R/seqAllocatedMergeSplit.R
In sams: Merge-Split Samplers for Conjugate Bayesian Nonparametric Models

Documented in seqAllocatedMergeSplit

#' Merge-split Sampling for a Partition Based on Sequential Allocation of Items
#'
#' Merge-split proposals for conjugate "Chinese Restaurant Process" (CRP)
#' mixture models using sequential allocation of items (with additional
#' functionality for the two parameter CRP prior) as described in Dahl &
#' Newcomb (2022), as well as complementing these allocations with restricted
#' Gibbs scans such as those discussed in Jain & Neal (2004).
#'
#' @param partition A numeric vector of cluster labels representing the current
#'   partition.
#' @param logPosteriorPredictiveDensity A function taking an index \eqn{i} (as a
#'   numeric vector of length one) and a subset of integers \eqn{subset}, and
#'   returning the natural logarithm of \eqn{p( y_i | y_subset )}, i.e., that
#'   item's contribution to the log integrated likelihood given a subset of the
#'   other items. The default value "turns off" the likelihood, resulting in
#'   prior simulation (rather than posterior simulation).
#' @param t A non-negative integer indicating the number of restricted Gibbs
#'   scans to perform for each merge/split proposal.
#' @param mass A specification of the mass (concentration) parameter in the CRP
#'   prior. Must be greater than the \code{-discount} argument.
#' @param discount A numeric value on the interval [0,1) corresponding to the
#'   discount parameter in the two parameter CRP prior.

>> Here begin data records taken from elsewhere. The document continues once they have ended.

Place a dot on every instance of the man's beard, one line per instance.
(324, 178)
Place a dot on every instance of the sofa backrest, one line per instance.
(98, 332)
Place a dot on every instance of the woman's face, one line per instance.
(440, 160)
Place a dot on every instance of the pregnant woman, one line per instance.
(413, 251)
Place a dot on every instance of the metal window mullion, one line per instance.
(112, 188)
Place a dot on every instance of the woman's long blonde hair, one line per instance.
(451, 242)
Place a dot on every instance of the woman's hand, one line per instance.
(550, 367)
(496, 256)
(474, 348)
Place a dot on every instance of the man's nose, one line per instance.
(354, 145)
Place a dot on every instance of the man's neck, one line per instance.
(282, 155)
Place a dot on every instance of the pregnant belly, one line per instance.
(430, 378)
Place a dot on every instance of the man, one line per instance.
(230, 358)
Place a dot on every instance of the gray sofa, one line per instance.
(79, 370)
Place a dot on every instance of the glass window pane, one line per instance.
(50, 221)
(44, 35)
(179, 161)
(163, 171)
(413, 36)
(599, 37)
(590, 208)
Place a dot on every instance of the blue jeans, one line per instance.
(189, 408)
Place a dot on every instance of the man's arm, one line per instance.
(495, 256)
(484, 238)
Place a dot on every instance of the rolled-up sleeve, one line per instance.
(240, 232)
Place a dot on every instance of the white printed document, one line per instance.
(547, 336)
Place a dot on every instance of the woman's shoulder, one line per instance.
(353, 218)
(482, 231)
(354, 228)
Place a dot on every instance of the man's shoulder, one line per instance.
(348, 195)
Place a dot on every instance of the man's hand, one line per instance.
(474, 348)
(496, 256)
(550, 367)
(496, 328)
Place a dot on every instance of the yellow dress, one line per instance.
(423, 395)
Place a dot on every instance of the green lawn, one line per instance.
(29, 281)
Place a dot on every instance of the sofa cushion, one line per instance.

#' @param nUpdates An integer giving the number of merge-split proposals before
#'   returning. This has the effect of thinning the Markov chain.
#' @param selectionWeights A matrix or data frame whose first two columns are
#'   the unique pairs of data indices, along with a column of weights
#'   representing how likely each pair is to be selected at the beginning of
#'   each merge-split update.
#'
#' @return \describe{ \item{partition}{An integer vector giving the updated
#'   partition encoded using cluster labels.} \item{accept}{The acceptance rate
#'   of the Metropolis-Hastings proposals, i.e. the number accepted proposals
#'   divided by \code{nUpdates}.} }
#'
#' @references
#'
#' Dahl, D. B. & Newcomb, S. (2022). Sequentially allocated
#' merge-split samplers for conjugate Bayesian nonparametric models.
#' \emph{Journal of Statistical Computation and Simulation}, 92(7), 1487-1511.
#'
#' Jain, S., & Neal, R. M. (2004). A split-merge Markov chain Monte Carlo
#' procedure for the Dirichlet process mixture model. \emph{Journal of
#' Computational and Graphical Statistics}, 13(1), 158-182.
#'
#' @import stats
#'
#' @export
#'
#' @examples
#'
#' # Neal (2000) model and data
#' nealData <- c(-1.48, -1.40, -1.16, -1.08, -1.02, 0.14, 0.51, 0.53, 0.78)
#' mkLogPosteriorPredictiveDensity <- function(data = nealData,
#'                                             sigma2 = 0.1^2,
#'                                             mu0 = 0,
#'                                             sigma02 = 1) {
#'   function(i, subset) {
#'     posteriorVariance <- 1 / ( 1/sigma02 + length(subset)/sigma2 )
#'     posteriorMean <- posteriorVariance * ( mu0/sigma02 + sum(data[subset])/sigma2 )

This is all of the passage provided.